Secure disposal methods should be used whenever storing media that held sensitive data, including:
- Servers, laptops, phones, printers, and IoT devices being decommissioned
- Defective hard drives and SSDs being RMA'd back to the manufacturer
- USB drives and backup tapes ready for reuse or recycling
- Cloud VM instances and containers that are being terminated
It's less relevant for ephemeral storage like RAM that loses data when powered off, or fully-encrypted drives where the keys are destroyed. But it never hurts to be thorough.
What are the trade-offs?
Secure data erasure takes time and specialized software or equipment, which may be expensive. Writing zeros to every sector of a high-capacity drive can take hours.
Physical destruction methods like shredding and incineration render hardware unusable, so components can't be harvested for reuse. Pulverized debris may be an environmental hazard.
Outsourcing destruction to a secure ITAD vendor means trusting a third-party with your sensitive data. Strict access controls and auditing are a must.
How to make it happen?
- Maintain an inventory of all data storage media, locations, and responsible parties. Track assets through their full lifecycle.
- Define a classification scheme (e.g. public, confidential, restricted) and label media accordingly. Have written procedures specifying disposal methods for each class.
- For each type of media and disposal scenario, select appropriate method(s):
- HDD: Full-disk erasure with ATA Secure Erase or DoD 5220.22-M 3-pass wipe
- SSD: Cryptographic erasure if supported, otherwise full rewrite or physical destruction
- Tapes: Degaussing or shredding. Maintain strict chain-of-custody when transporting
- Paper: Cross-cut shredding, pulping, or incineration
- Smartcards: Shred and destroy cryptographic keys
- If done in-house, use reputable sanitization software (e.g. DBAN, KillDisk, WipeDrive) and verify completion. If outsourcing, use only NAID-certified vendors.
- For highly-sensitive data, combine logical and physical techniques for added assurance. For example, run a secure erase on a drive, then shred it.
- Maintain detailed records of disposal activities, including asset details, method used, responsible parties, and evidence of completion (logs, video, etc.)
- Periodically audit the process and records to ensure procedures are being followed. Commission third-party audits for an unbiased assessment.
What are some gotchas?
- Reformatting a drive or deleting files doesn't actually erase the underlying data. Use secure erase tools instead.
- Some SSD models don't fully support ATA Secure Erase due to wear leveling. Check with the vendor whether the implementation meets sanitization guidelines.
- Older tape drives may not respond to erase commands or degaussers. Test your equipment.

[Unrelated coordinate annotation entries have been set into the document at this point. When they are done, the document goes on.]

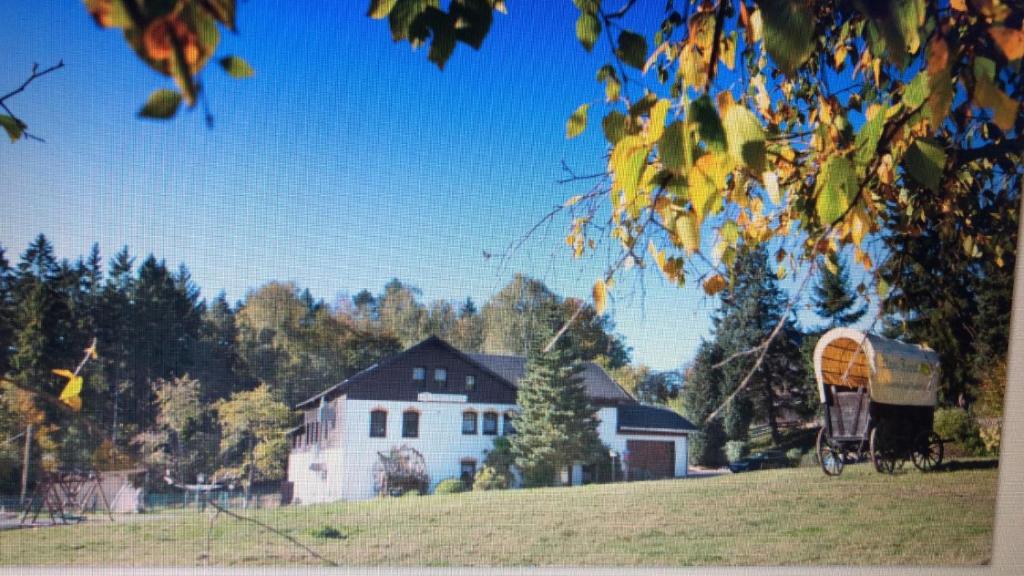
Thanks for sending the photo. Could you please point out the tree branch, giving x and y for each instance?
(36, 74)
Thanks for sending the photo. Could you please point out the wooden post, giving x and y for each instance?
(25, 462)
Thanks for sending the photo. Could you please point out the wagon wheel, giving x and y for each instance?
(829, 457)
(884, 458)
(928, 452)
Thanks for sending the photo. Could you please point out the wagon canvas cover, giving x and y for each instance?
(894, 372)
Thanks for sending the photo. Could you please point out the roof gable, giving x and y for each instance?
(392, 378)
(599, 385)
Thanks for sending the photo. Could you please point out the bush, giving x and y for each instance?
(960, 426)
(952, 423)
(809, 459)
(489, 479)
(706, 446)
(327, 532)
(736, 449)
(451, 486)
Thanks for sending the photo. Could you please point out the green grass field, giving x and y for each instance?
(769, 518)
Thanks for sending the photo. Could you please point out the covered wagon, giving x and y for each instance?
(879, 399)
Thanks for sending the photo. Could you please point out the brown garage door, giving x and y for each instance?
(650, 459)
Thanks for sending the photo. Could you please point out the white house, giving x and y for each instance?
(450, 406)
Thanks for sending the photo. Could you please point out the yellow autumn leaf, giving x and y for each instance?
(714, 285)
(688, 231)
(600, 296)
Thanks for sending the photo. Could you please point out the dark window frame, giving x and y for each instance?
(475, 429)
(467, 479)
(483, 423)
(415, 433)
(382, 432)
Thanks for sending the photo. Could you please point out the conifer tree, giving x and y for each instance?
(748, 315)
(701, 395)
(556, 425)
(833, 297)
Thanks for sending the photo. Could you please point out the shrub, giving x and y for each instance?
(809, 459)
(706, 446)
(451, 486)
(736, 449)
(489, 479)
(327, 532)
(952, 423)
(960, 426)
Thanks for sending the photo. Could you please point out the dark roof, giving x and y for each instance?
(642, 416)
(599, 385)
(368, 373)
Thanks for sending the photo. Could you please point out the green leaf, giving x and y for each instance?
(613, 125)
(632, 49)
(837, 188)
(868, 136)
(671, 148)
(745, 138)
(578, 122)
(627, 162)
(472, 21)
(588, 29)
(897, 24)
(788, 32)
(710, 128)
(926, 161)
(402, 16)
(237, 67)
(918, 90)
(380, 8)
(12, 126)
(223, 10)
(162, 104)
(657, 116)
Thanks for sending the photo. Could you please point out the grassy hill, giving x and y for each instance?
(777, 517)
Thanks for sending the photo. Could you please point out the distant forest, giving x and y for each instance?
(154, 325)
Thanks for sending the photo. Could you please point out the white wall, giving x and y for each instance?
(349, 462)
(440, 440)
(607, 429)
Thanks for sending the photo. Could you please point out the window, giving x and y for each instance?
(491, 423)
(411, 424)
(467, 470)
(378, 423)
(469, 422)
(509, 425)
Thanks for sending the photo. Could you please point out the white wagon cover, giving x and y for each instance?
(894, 372)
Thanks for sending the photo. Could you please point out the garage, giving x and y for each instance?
(649, 459)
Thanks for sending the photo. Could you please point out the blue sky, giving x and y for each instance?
(346, 161)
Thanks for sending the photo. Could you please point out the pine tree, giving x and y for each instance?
(701, 395)
(748, 316)
(556, 425)
(6, 313)
(833, 297)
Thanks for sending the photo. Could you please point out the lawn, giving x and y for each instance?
(778, 517)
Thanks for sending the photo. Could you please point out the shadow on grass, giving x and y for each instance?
(955, 465)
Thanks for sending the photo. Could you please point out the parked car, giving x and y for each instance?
(760, 461)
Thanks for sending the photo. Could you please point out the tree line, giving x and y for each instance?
(179, 377)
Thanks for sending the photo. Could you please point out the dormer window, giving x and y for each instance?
(491, 423)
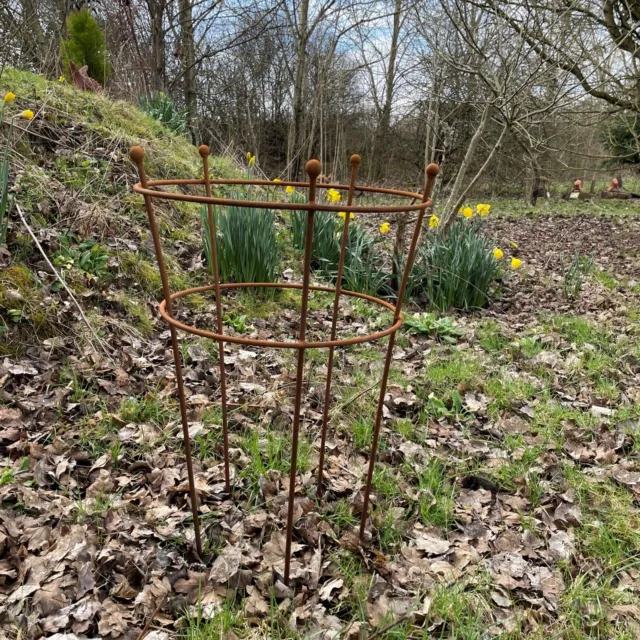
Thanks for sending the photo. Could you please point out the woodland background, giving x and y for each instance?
(496, 92)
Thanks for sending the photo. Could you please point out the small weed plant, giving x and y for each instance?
(430, 324)
(88, 256)
(574, 273)
(162, 108)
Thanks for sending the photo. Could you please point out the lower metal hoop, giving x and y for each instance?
(275, 344)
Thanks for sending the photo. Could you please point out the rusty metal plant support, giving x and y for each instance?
(150, 189)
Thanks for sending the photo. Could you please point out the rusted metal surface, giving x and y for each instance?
(204, 154)
(355, 163)
(313, 170)
(288, 206)
(277, 344)
(137, 155)
(150, 189)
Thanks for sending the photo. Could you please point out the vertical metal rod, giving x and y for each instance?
(313, 169)
(204, 153)
(137, 155)
(355, 163)
(432, 171)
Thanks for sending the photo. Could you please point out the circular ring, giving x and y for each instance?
(290, 206)
(275, 344)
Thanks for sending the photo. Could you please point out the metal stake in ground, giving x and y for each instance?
(355, 163)
(137, 155)
(313, 169)
(432, 172)
(204, 153)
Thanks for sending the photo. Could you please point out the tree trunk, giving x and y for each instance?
(34, 42)
(295, 133)
(381, 148)
(158, 44)
(188, 60)
(450, 210)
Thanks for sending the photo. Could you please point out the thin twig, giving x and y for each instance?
(149, 622)
(66, 288)
(354, 398)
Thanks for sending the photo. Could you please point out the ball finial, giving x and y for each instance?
(136, 154)
(313, 168)
(433, 170)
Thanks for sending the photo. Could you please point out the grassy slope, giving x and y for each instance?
(72, 175)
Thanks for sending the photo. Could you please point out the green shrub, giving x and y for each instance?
(456, 269)
(246, 242)
(161, 107)
(86, 45)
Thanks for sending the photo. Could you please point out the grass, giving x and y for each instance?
(491, 336)
(451, 370)
(270, 451)
(436, 503)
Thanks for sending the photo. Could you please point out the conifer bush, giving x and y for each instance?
(86, 45)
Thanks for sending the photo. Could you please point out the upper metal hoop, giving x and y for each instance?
(289, 206)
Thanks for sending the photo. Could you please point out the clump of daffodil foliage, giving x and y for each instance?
(363, 268)
(459, 267)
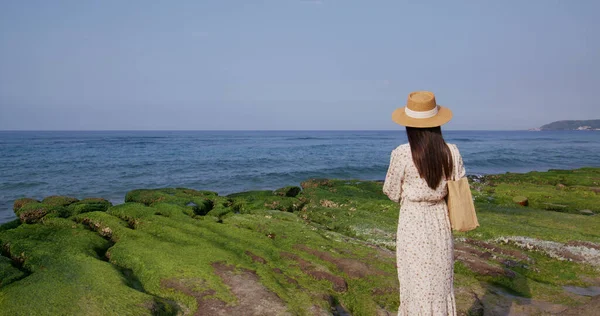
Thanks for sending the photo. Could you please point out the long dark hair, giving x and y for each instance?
(430, 154)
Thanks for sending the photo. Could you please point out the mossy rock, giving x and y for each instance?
(89, 205)
(33, 212)
(169, 256)
(179, 196)
(521, 200)
(59, 200)
(251, 195)
(22, 202)
(290, 191)
(8, 272)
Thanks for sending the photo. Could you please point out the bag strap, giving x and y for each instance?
(454, 163)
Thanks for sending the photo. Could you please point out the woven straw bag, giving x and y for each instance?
(461, 209)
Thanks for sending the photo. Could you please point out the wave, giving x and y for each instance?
(21, 185)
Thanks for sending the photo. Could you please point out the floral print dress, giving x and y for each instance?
(424, 246)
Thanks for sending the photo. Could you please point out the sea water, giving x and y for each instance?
(108, 164)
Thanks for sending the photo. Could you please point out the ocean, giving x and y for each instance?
(110, 163)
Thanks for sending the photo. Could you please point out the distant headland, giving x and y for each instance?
(572, 125)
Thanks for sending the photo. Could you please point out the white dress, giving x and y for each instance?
(424, 246)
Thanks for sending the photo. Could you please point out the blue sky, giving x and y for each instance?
(293, 64)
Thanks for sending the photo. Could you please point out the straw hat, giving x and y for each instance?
(421, 110)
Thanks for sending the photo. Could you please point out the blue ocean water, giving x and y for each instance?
(110, 163)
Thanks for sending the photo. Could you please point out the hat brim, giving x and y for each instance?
(443, 116)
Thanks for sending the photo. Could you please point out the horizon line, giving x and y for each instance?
(250, 130)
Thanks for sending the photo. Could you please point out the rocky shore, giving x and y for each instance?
(325, 248)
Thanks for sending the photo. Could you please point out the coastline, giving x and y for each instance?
(327, 244)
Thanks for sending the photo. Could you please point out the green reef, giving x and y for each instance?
(325, 248)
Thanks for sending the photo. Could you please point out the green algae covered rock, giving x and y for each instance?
(291, 191)
(521, 200)
(22, 202)
(89, 205)
(57, 200)
(329, 246)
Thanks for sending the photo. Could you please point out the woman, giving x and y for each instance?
(417, 176)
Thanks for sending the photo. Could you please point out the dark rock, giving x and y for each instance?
(22, 202)
(57, 200)
(521, 200)
(291, 191)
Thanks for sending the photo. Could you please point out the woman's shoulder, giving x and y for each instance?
(402, 149)
(454, 146)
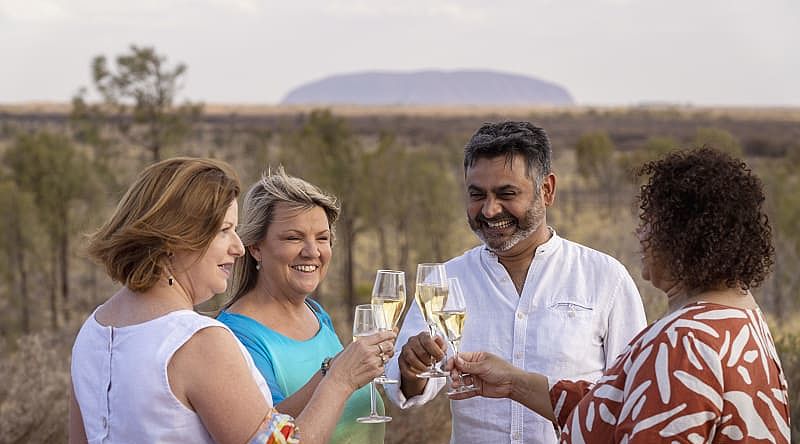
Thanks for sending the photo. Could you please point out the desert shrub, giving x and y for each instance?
(788, 347)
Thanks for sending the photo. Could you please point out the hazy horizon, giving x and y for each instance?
(253, 52)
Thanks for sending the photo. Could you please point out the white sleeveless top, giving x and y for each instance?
(120, 379)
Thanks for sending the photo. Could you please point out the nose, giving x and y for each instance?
(310, 249)
(237, 248)
(491, 208)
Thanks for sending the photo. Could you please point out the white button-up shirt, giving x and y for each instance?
(578, 310)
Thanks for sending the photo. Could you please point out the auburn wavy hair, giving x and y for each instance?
(174, 205)
(701, 215)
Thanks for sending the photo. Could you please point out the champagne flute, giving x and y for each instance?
(389, 292)
(452, 318)
(367, 321)
(431, 294)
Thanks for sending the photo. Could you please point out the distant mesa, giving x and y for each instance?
(430, 88)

- If using built-in OS secure erase, you may need temporary BIOS/UEFI passwords to boot to the utility. Ensure these don't get lost.
- Shredding or incinerating drives may release toxic chemicals. Use approved recycling facilities with proper ventilation and protective gear.
What are the alternatives?
Full-disk encryption (e.g BitLocker, LUKS, FileVault) can reduce disposal costs, as simply destroying the keys makes the encrypted data unreadable without elaborate erasure or destruction.
For less sensitive data, a single pass overwrite (writing zeros or random data) may be sufficient. Some regulations allow this for general business data.
Cloud providers may offer secure disposal as a service. For example, AWS and Azure let you specify erasure standards to apply when an encrypted EBS volume or VHD is deleted.